2. Added a regression unit test
I added TestDataSourceInfoSerialization with a test that exercises the full sync flow and explicitly asserts that data_source_info is a JSON string, not a dict:
def test_data_source_info_serialized_as_json_string(self, ...):
"""data_source_info must be serialized with json.dumps before DB write."""
# ... setup mocks for the full sync flow ...
document_indexing_sync_task(dataset_id, document_id)
# Assert: must be a JSON string, not a dict
assert isinstance(mock_document.data_source_info, str)
parsed = json.loads(mock_document.data_source_info)
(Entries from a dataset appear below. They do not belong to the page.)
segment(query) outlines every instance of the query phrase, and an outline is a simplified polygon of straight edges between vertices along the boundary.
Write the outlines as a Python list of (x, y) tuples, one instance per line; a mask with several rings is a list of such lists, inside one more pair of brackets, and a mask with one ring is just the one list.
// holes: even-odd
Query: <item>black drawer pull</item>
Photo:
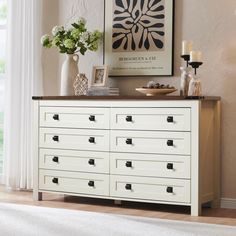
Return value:
[(133, 117), (132, 116), (126, 116), (126, 121), (127, 122), (132, 122), (133, 121)]
[(167, 169), (168, 170), (173, 170), (174, 169), (174, 164), (173, 163), (168, 163), (167, 164)]
[(89, 163), (89, 165), (94, 166), (95, 165), (95, 160), (94, 159), (89, 159), (88, 163)]
[(55, 141), (55, 142), (58, 142), (59, 141), (59, 136), (57, 136), (57, 135), (53, 136), (52, 140)]
[(167, 193), (173, 193), (173, 187), (167, 187), (166, 192)]
[(89, 138), (89, 142), (90, 142), (90, 143), (95, 143), (95, 138), (94, 138), (94, 137), (90, 137), (90, 138)]
[(168, 140), (167, 141), (167, 146), (169, 146), (169, 147), (173, 147), (174, 146), (174, 141), (173, 140)]
[(174, 123), (174, 117), (173, 116), (168, 116), (167, 117), (167, 122), (168, 123)]
[(58, 163), (59, 162), (59, 158), (58, 157), (53, 157), (52, 161)]
[(126, 167), (128, 167), (128, 168), (132, 168), (132, 161), (127, 161), (127, 162), (125, 163), (125, 165), (126, 165)]
[(89, 187), (94, 187), (94, 181), (89, 181), (89, 182), (88, 182), (88, 186), (89, 186)]
[(53, 120), (59, 120), (59, 115), (55, 114), (52, 118), (53, 118)]
[(53, 179), (52, 179), (52, 182), (53, 182), (54, 184), (58, 184), (58, 178), (53, 178)]
[(132, 190), (132, 184), (126, 184), (125, 189), (126, 190)]
[(126, 144), (132, 145), (133, 144), (133, 140), (131, 138), (127, 138), (126, 139)]
[(89, 120), (90, 120), (90, 121), (95, 121), (95, 116), (90, 116), (90, 117), (89, 117)]

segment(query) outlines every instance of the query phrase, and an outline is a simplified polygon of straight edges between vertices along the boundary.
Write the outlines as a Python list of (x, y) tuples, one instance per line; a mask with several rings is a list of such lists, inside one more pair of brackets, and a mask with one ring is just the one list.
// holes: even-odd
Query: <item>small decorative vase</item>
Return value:
[(85, 74), (77, 75), (73, 86), (76, 96), (87, 95), (88, 78), (85, 76)]
[(190, 67), (180, 67), (181, 81), (180, 81), (180, 96), (188, 96), (189, 82), (192, 79)]
[(192, 79), (189, 83), (188, 96), (199, 97), (202, 96), (202, 83), (197, 76), (192, 76)]
[(66, 60), (61, 68), (61, 96), (74, 95), (73, 83), (76, 75), (79, 74), (79, 56), (76, 54), (66, 54)]

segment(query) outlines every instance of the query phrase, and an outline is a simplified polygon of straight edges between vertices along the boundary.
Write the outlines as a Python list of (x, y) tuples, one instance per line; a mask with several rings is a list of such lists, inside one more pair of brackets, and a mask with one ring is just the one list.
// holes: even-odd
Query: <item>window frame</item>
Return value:
[[(7, 1), (6, 1), (6, 3), (7, 3)], [(4, 22), (4, 23), (0, 23), (0, 30), (5, 30), (6, 36), (7, 36), (7, 21)], [(7, 43), (7, 42), (5, 42), (5, 43)], [(6, 47), (4, 49), (6, 50)], [(5, 53), (5, 60), (6, 60), (6, 53)], [(6, 75), (6, 73), (2, 73), (1, 74), (2, 78), (0, 78), (0, 79), (5, 80), (6, 79), (5, 75)], [(5, 91), (5, 88), (4, 88), (4, 91)], [(0, 173), (0, 184), (4, 184), (5, 183), (5, 171), (4, 171), (4, 169), (5, 168), (4, 168), (4, 157), (3, 157), (2, 173)]]

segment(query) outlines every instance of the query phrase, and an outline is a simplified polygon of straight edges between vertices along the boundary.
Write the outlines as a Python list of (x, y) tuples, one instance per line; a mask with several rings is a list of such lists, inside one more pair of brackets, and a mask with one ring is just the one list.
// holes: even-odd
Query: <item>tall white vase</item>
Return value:
[(79, 74), (79, 56), (76, 54), (66, 54), (66, 60), (61, 68), (61, 96), (72, 96), (75, 94), (73, 83)]

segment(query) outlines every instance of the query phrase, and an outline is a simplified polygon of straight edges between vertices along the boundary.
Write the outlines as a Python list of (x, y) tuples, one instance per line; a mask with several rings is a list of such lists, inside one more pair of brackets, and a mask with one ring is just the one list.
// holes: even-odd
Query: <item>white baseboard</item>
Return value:
[(222, 198), (221, 208), (236, 209), (236, 199), (233, 198)]

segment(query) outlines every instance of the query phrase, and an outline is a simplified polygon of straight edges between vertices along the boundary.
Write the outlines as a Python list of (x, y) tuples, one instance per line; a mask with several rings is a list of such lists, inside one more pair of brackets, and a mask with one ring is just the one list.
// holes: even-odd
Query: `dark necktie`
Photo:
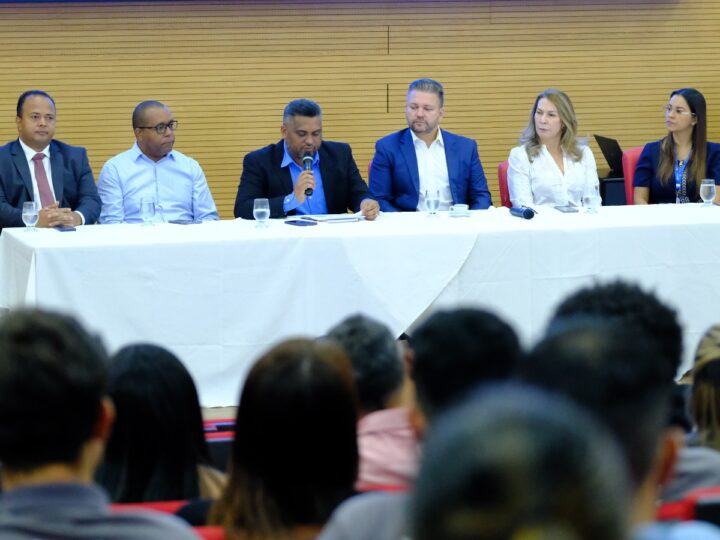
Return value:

assert parsed["last_edited_time"] == "2024-02-01T00:00:00Z"
Validation
# Lint and format checks
ruff check
ruff format --check
# Unit tests (4/4 passed)
pytest api/tests/unit_tests/tasks/test_document_indexing_sync_task.py -v
Review and Merge
The PR was reviewed and approved by @crazywoola, a Dify core maintainer, and merged on March 1, 2026. The patch scope was intentionally small — one functional line, one removed fixture, one added test — to minimize review burden and merge risk.
Lessons Learned
- Test fixtures can hide bugs. An
autousefixture that globally adapts types may keep tests green while production code is broken. Be suspicious of any fixture that modifies runtime adapter behavior. - Serialization boundaries deserve explicit tests. When data crosses from Python objects to database columns, the serialization format should be asserted directly, not just the data content.
- Refactoring regressions are predictable. When code is restructured (like splitting DB sessions), serialization and type-conversion calls at data boundaries are the most likely casualties. These deserve targeted review attention during refactors.
- Silent failures are expensive. This bug produced no user-facing error — the sync just silently did nothing. Adding observability (logging, metrics) around task completion would help surface these failures faster.
Impact
- Users affected: all self-hosted Dify v1.13.0 users with Notion knowledge bases.
- Severity: data sync was completely broken, not degraded.
- Fix scope: minimal and surgical — one line of code, zero risk of side effects.
- Testing improvement: removed a masking fixture and added a direct regression test, making the codebase more honest.
Takeaway
The best open-source contributions often come from following a production error to its root cause, then fixing not just the code but also the testing gap that allowed it to ship. This PR is a good example: a one-line fix paired with a testing cleanup that makes the project more robust going forward.